# E2 285 - Mtech ECE lab (2024)

Contributors: Aditya Gopalan, Abhigyan Dutta, Jaswanth Nischal Dokka, Vaishnav KV, Akkurthi Sree Harsha

# Week 2: Prediction with data

Machine learning is broadly the problem of how to use data to improve performance on a task. 

This module guides you to solve a (linear) prediction task with data. 


# Part 1: Linear prediction in 1 dimension

## Task

Suppose you want to predict the value a variable $y \in \mathbb{R}$ from an (observed) variable $x \in \mathbb{R}$, e.g., predict the height of a (typical) person from the weight of the person. You have data (or observations, or measurements) of the form $(x_1, y_1), \ldots, (x_n, y_n)$ based on which you want to learn to perform this task. 

## Data
Let's first generate a fictitious dataset for us to learn from. We will simulate $n = 100$ data points, where the $x_i$ are sampled uniformly at random from a Gaussian (normal) distribution with mean 10 and standard deviation 5. For each $x_i$, the value $y_i$ is taken to be according to the noisy linear model $y_i = w \, x_i + \eta_i$, with $w = 2$ (the "ground truth") and $\{\eta_i\}_{i=1}^n$ being iid standard normal random variables ("noise" or "unmodeled disturbances"). 



In [None]:
import numpy as np

np.random.seed(2022) # setting the state of NumPy's random number to be a known value, for reproducibility
data_length = 100
x_mean = 10
x_std = 5
x = np.random.normal(loc=x_mean, scale=x_std, size=data_length) # a vector of size data_length with 
                                                            # uniform random entries sampled from [low, high)
w = 2.0
n = np.random.normal(size=data_length)
y = w*x + n

### Visualizing data

It often helps to visualize the data at hand in a machine learning problem. The *matplotlib* package in Python is a powerful set of routines to plot and draw figures. 

In [None]:
# visualize the data as a 2D scatter plot

# matplotlib is a flexible plotting library for Python
import matplotlib.pyplot as plt 

plt.scatter(x, y)
plt.xlabel('x values')
plt.ylabel('y values')
plt.show()

## Formal (mathematical) description of the prediction task

Recall the task at hand: Using the dataset $D = \{(x_i, y_i): i=1,\ldots,n\}$ where $n$ = data_length, we are supposed to "learn" to predict $y$ for an unknown $x$. 

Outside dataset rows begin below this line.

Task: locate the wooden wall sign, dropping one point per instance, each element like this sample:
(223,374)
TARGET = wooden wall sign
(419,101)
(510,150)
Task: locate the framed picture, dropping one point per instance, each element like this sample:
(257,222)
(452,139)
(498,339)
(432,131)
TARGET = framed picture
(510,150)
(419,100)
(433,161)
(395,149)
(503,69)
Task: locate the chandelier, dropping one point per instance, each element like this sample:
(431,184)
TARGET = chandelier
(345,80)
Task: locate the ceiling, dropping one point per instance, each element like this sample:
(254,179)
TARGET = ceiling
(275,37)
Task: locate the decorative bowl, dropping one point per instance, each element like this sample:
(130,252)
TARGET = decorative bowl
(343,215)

Mathematically, imagine that the dataset $D$ consists of $(x_i, y_i)$ pairs sampled from a joint (unknown) probability distribution $\mathbb{P}$ over $(x, y)$. Given $D$, we wish to learn a function $f: \mathbb{R} \to \mathbb{R}$ such that for a fresh pair of random variables $(X, Y)$ drawn according to this same probability distribution $\mathbb{P}$, the expected error $\mathbb{E}[(f(X) - Y)^2]$ is low. This is taken to indicate "good prediction on an unseen example". From this perspective, learning is like a "function fitting" task. 

## Exercise 1: What is the joint distribution for the simulated dataset $D$?


(Write your answer here. You can use LaTeX notation if you wish to write math.)

## Linear regression

![image.png](attachment:image.png)

One of the simplest and most natural ways of fitting a function to data is linear least squares regression. Given $x, y$ data of the form $(x_1, y_1), \ldots, (x_n, y_n)$, linear regression finds

$\hat{w} = \arg \min_{w} \sum_{i=1}^n (w x_i - y_i)^2$.

It is easy to verify that this admits a closed form solution in our 1D case: $\hat{w} = \frac{\sum_i x_i y_i}{\sum_i x_i^2}$ (assuming the denominator does not vanish).

In [None]:
# 'Training' the model: a linear least squares estimate

w_hat = np.sum(np.multiply(x, y))/np.sum(np.multiply(x, x))
print(f"estimated weight = {w_hat:.4f}")

### Formatted printing in Python

You may be curious as to what the *f"..."* formatted printing notation stands for. Read up more about formatted printing in Python here: https://realpython.com/python-formatted-output/#the-python-formatted-string-literal-f-string

## Performance evaluation: How good is the predictor we learnt on an "unseen" data point?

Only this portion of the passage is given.